What do you enjoy most about being an Instructor?

I love when I can help open student’s eyes to aspects of the natural world that are unfamiliar to them, and especially when I can convince them that plants are way more interesting than they might have first thought. I find that a lot of students first see plants as food or forage or habitat, but don’t necessarily think of them as focal organisms in their own right, so I love to flip that around and challenge everyone to see the world from a plant’s perspective, where the plant is central and animals are “just” herbivores or pollinators.

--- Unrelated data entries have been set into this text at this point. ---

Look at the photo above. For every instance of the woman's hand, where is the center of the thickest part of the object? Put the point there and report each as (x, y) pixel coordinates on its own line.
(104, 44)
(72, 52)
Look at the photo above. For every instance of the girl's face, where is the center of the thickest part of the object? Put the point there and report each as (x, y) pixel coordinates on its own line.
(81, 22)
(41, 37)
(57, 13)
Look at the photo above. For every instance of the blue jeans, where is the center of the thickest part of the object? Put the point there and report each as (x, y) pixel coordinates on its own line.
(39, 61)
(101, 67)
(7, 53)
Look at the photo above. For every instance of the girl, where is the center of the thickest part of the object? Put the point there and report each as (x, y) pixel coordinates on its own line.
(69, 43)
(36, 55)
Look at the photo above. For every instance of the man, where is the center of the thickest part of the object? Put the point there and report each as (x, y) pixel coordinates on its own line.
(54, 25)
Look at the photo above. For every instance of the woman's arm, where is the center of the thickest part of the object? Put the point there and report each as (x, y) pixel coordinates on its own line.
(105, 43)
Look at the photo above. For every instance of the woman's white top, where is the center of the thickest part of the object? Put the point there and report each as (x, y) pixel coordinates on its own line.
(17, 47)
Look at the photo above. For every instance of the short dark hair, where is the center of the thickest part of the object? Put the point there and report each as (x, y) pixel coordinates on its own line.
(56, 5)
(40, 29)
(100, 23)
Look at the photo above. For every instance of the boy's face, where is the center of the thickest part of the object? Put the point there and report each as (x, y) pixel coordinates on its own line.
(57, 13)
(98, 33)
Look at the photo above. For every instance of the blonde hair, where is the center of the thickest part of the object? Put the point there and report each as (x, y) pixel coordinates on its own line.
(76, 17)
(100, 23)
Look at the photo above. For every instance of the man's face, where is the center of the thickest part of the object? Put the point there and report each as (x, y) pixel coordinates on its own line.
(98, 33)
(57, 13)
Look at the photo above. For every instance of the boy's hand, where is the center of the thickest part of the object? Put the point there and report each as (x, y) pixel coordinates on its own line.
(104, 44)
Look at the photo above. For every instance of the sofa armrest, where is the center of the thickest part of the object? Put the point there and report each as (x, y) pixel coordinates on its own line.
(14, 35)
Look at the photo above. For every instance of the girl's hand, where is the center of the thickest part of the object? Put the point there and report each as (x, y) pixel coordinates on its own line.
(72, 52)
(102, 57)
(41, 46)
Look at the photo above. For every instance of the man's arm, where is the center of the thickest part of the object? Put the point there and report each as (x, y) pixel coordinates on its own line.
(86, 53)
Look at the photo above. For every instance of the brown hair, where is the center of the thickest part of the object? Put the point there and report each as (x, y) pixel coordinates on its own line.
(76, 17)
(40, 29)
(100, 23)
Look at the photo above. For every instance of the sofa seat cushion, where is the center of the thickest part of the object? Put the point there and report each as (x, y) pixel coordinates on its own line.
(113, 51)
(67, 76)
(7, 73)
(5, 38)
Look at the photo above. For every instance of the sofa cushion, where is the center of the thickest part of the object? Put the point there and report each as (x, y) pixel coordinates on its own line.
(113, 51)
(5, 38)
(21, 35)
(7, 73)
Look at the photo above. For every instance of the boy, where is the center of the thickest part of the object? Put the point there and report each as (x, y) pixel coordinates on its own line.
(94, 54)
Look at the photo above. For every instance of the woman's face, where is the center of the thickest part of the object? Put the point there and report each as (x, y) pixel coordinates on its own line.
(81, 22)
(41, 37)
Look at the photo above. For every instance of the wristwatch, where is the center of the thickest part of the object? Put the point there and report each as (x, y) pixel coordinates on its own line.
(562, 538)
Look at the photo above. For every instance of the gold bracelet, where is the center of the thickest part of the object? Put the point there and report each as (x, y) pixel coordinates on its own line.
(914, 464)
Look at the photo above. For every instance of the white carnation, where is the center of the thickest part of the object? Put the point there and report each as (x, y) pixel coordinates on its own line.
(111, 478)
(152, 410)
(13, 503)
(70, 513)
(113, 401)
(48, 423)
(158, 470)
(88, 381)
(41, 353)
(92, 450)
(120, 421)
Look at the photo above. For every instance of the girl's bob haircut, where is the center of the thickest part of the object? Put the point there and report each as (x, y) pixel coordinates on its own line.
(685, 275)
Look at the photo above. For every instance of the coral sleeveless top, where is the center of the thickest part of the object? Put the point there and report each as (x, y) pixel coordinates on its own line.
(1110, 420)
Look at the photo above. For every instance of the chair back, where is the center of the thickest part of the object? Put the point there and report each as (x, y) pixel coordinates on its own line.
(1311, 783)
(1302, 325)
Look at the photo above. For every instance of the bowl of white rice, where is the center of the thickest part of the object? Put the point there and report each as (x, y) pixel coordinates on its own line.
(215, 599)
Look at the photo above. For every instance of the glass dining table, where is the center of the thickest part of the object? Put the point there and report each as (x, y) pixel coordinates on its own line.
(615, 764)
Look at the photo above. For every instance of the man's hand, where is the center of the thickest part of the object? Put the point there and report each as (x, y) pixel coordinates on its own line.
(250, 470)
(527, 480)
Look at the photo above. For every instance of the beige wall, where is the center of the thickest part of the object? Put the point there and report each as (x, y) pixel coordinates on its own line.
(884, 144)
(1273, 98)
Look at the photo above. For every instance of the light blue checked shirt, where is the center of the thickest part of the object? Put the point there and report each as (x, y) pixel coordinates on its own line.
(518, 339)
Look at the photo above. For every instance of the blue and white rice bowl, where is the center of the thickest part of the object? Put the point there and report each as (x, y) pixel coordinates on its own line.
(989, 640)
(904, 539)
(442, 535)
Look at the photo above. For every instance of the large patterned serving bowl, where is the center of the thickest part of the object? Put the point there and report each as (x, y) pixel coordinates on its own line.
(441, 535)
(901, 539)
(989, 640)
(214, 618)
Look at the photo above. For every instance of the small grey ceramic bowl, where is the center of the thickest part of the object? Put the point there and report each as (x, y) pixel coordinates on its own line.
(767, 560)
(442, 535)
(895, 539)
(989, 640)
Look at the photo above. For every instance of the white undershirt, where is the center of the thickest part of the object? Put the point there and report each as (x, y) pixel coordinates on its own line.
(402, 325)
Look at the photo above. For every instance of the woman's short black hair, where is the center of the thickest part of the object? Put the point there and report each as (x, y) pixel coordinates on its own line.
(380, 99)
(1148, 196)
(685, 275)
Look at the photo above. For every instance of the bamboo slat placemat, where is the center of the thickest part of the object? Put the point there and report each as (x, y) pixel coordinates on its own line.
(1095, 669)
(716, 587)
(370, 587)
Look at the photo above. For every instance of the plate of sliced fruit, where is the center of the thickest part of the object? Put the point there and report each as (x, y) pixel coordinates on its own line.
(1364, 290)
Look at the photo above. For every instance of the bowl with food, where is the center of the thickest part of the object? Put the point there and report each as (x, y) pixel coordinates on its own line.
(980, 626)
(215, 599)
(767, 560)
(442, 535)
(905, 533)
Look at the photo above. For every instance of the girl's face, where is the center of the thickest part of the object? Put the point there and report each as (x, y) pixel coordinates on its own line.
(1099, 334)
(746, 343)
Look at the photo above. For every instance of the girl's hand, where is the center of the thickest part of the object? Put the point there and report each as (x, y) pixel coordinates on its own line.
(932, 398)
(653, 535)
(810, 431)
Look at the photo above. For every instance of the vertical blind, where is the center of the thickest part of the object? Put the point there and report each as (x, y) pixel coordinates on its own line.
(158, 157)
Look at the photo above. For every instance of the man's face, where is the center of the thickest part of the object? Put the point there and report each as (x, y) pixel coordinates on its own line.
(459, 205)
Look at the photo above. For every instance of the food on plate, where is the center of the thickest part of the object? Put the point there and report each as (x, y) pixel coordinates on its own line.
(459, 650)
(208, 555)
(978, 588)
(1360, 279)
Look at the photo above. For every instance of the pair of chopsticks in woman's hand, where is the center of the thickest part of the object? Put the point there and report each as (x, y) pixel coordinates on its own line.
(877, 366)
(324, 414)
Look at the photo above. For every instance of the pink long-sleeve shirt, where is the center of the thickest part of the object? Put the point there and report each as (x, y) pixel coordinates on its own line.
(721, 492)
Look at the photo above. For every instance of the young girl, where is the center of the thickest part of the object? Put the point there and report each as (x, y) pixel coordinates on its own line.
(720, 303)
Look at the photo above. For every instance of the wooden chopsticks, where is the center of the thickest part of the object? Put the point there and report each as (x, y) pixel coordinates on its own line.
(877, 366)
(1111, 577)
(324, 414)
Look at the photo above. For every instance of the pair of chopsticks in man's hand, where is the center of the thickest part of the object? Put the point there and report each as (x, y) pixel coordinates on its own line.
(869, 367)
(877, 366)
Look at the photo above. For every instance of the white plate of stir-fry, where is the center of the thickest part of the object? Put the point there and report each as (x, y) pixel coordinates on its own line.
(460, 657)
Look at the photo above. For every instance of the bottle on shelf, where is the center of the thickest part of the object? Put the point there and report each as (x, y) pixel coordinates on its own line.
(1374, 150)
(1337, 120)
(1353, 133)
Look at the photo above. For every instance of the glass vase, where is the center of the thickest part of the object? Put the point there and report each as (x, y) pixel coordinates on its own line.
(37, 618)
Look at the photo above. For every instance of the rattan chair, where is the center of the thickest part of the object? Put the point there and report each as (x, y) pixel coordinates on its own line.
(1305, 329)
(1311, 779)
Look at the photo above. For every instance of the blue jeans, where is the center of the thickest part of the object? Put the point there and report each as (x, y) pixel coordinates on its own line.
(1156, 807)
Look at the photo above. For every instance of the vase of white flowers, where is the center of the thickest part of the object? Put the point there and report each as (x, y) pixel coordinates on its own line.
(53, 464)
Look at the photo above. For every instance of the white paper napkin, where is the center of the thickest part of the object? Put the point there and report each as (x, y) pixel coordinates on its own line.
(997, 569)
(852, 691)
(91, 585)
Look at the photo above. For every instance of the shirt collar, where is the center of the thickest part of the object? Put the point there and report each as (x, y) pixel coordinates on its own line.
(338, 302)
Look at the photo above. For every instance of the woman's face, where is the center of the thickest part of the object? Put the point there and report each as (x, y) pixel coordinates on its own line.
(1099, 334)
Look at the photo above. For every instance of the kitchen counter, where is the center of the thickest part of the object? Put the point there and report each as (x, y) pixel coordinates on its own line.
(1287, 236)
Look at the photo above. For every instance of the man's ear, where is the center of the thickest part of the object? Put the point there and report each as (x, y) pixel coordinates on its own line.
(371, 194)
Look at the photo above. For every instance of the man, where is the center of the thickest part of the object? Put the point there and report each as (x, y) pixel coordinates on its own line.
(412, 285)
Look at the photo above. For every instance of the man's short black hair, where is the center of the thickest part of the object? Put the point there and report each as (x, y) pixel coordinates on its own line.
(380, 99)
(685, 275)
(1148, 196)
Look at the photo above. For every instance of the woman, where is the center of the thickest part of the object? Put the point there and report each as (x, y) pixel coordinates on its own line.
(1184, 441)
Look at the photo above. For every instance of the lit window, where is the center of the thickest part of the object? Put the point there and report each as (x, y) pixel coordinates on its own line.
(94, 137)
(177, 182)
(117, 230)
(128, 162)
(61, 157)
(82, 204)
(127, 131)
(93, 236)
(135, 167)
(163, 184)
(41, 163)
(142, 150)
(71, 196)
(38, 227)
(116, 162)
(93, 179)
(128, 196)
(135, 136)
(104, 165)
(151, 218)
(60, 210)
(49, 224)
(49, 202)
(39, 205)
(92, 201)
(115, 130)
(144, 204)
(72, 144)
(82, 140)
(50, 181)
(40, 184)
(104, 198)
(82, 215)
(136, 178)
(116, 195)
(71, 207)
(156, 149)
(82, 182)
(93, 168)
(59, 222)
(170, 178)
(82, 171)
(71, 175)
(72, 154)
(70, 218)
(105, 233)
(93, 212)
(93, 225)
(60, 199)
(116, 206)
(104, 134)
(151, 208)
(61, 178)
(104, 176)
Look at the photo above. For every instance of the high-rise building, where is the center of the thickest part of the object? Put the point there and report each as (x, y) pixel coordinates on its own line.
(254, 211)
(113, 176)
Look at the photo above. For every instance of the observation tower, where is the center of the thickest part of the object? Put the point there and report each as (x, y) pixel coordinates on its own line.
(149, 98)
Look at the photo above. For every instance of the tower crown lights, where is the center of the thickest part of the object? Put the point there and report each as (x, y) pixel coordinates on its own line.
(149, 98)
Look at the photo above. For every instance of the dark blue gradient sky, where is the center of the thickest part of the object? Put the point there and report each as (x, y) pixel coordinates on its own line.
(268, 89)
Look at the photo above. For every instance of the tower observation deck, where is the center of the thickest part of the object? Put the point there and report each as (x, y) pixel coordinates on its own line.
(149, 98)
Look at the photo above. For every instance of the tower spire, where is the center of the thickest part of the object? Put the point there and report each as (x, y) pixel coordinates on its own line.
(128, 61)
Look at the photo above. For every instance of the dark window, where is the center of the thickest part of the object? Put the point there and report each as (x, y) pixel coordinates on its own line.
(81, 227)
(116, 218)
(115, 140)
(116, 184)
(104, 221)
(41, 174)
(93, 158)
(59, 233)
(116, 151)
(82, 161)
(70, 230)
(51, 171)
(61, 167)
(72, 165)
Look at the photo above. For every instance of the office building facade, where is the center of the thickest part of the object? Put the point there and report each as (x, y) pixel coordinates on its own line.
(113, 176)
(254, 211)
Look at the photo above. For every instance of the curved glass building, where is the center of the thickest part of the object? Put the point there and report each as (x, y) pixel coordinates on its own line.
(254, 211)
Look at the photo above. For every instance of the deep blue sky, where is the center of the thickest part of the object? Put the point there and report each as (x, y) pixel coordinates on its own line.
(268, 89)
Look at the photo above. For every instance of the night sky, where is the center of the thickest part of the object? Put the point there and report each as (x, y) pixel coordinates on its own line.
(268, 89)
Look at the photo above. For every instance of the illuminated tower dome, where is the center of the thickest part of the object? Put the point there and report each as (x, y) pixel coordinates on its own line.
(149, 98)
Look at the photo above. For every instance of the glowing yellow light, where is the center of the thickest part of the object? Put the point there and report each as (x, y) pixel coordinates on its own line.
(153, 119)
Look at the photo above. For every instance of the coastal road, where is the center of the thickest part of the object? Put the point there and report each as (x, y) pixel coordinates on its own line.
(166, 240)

I also am thrilled when students become comfortable enough in the classroom to really dig in and engage with each other and the material – especially when small group activities get really loud because everyone is actively wrestling with concepts, challenging assumptions, or discussing their interpretations.

How would you describe your teaching style?

I like to incorporate a mix of activities and I try to foster a friendly and casual environment so that students feel comfortable asking questions of me and each other.

What is a memorable anecdote from your own undergraduate experience?

I always knew I liked scientific research and being outdoors, but somehow I never thought the two could be combined into one career. In my mind scientific research involved wearing a white coat and goggles at a bench, and outdoor activities were the stuff of hobbies. But in my second year I took a course on evolution in which the prof incorporated lots of current examples from his own lab group, with pictures (in a slide carousel… this was a while ago!) of them out and about collecting data in the Galapagos and the Bahamas. And I left class one day completely transformed – it literally changed my worldview and the course of my life to know that I could do scientific research, even manipulative experiments, out in natural systems.

What do you like to do in your spare time?

I’m an avid trail runner, though a knee injury has me sidelined at the moment. And I try to get my young kids outdoors exploring the natural world as often as possible.

What is a fun fact about you that people may not know?

I started off my research career studying lizards. I spent 3 summers tromping around the Ozarks trying to sneak up on them and catch them with dental floss tied to a fishing pole. Plants are way easier!